Young sunflower sea star spotted at Haystack Rock

Published 11:45 am Tuesday, May 30, 2023

CANNON BEACH — Mylasia Miklas was exploring the tide pools around Haystack Rock this month when she spotted what looked like a baby octopus.

The tides were especially low, and after taking a closer look, Miklas, a communications coordinator with the Haystack Rock Awareness Program, screamed with excitement when she realized it was a young sunflower sea star.

She rushed to alert others with the program.

“That was definitely a top tide pool moment for me was being able to find that,” Miklas said, adding that it is the first sunflower sea star spotted by the rock in years.

Researchers estimate about 99% of the population along the West Coast has been decimated since the onset of sea star wasting syndrome in 2013.

The near extinction triggered the International Union for Conservation of Nature to classify the species as critically endangered in December 2020. Earlier this year, the National Oceanic and Atmospheric Administration announced a proposal to list the sunflower sea star as threatened under the federal Endangered Species Act.

The sunflower sea star spotted at Haystack Rock was one of five young sunflower sea stars reported along the Oregon Coast in the same week, according to the Oregon Department Fish and Wildlife.

Steven Rumrill, the shellfish program leader at the state Department of Fish and Wildlife, said the sightings provide some optimism regarding the population.

Of the other young sunflower sea stars spotted, he said three were observed at the mouth of Netarts Bay and one was snagged in a fisherman’s hook off of Port Orford.

Rumrill said the five “provides us with a feeling that somewhere along the coastline here there are sufficient numbers of adults and that they are successfully fending off the sea star mortality.

“And also, most importantly, getting together in close enough proximity to ensure successful fertilization.”

While there are some hot spots for adult sea stars in the Salish Sea, Puget Sound area and along the outer coasts of British Columbia and Alaska, Rumrill said, researchers have not seen densities of adults getting together along the Oregon Coast.

“So it’s good news,” he said. “And it gives us some hope for optimism.”

Rumrill is one of the leading experts on the West Coast who contributed to the “Roadmap to Recovery for the Sunflower Sea Star,” a document published last year that aims to guide scientists and conservationists.

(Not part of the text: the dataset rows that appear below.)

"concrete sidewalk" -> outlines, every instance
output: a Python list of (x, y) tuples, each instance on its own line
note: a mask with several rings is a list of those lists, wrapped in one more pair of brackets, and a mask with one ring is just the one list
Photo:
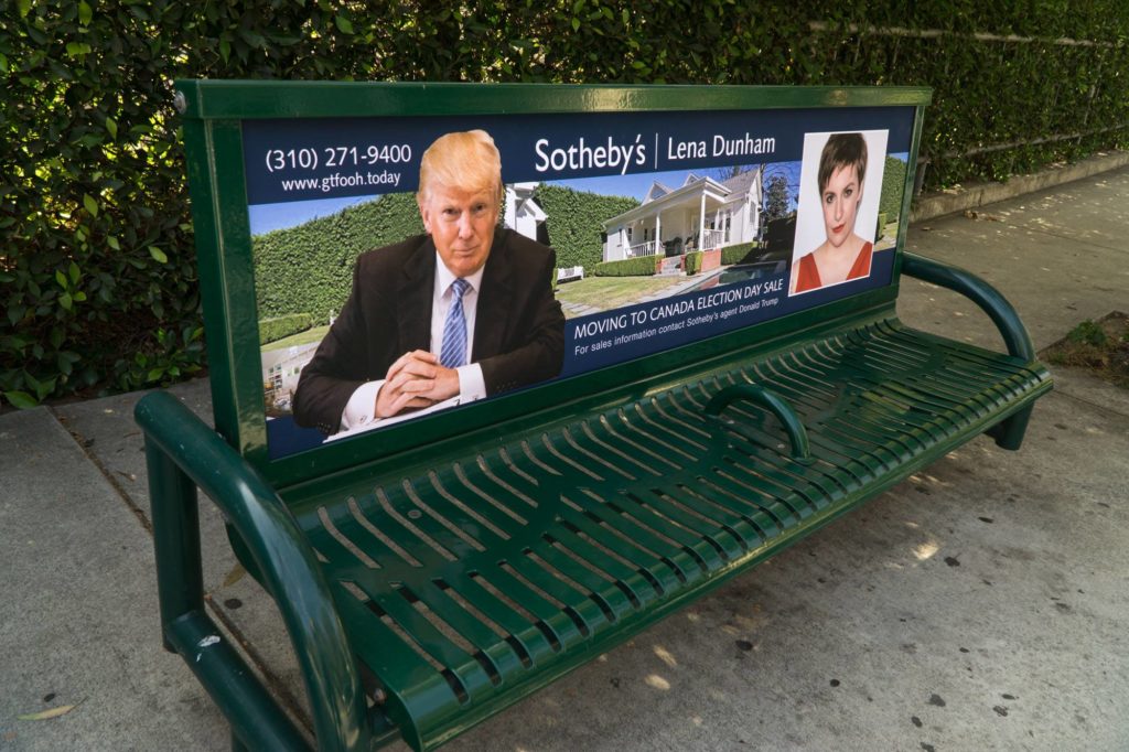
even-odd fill
[[(1129, 312), (1129, 168), (909, 248), (998, 287), (1042, 349)], [(900, 311), (999, 347), (944, 290), (905, 280)], [(449, 749), (1129, 747), (1129, 393), (1054, 375), (1021, 452), (972, 441)], [(207, 384), (172, 391), (209, 419)], [(0, 414), (2, 750), (227, 749), (160, 647), (138, 396)], [(300, 720), (273, 606), (202, 517), (210, 607)]]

The roadmap, which details near- and medium-term steps to prevent further declines and foster recovery, notes that little is known about the species.

Sunflower sea stars are among the largest in the world.

Their decline has been linked to the troubling declines in kelp forests along the West Coast, since they are predators to the kelp-eating sea urchin. Without the sunflower sea star, sea urchin populations have increased.

While the cause of sea star wasting syndrome has not been conclusively identified, the Roadmap to Recovery points to evidence that warming ocean waters from human-caused climate change increases the severity of the disease, and could even be responsible for triggering the outbreak.

Researchers believe climate change may also hinder recovery efforts, especially in the warmer, southern end of the West Coast.

Kelli Ennis, the director of the Haystack Rock Awareness Program, said that in the past year, the program has noticed a few more sea star species that have not been observed in a while.

She added that in the last three years, the program has seen more juvenile sea stars, which have not shown signs of sea star wasting syndrome like some of the larger, older sea stars.

“We were optimistic starting last year that we may have started to see that rebound effect happen,” Ennis said. “And of course, what we were really always hoping for is to see a sunflower again.”

Ennis and Miklas said that while the news is exciting, the ecosystem is still in recovery and that people should not touch or pick up sea stars.

“I do have to say that if we weren’t there monitoring and protecting the rock, I definitely don’t think that having that baby sunflower sea star would have been possible just because Haystack is so well loved,” Miklas said, adding that it may not have survived without the protection.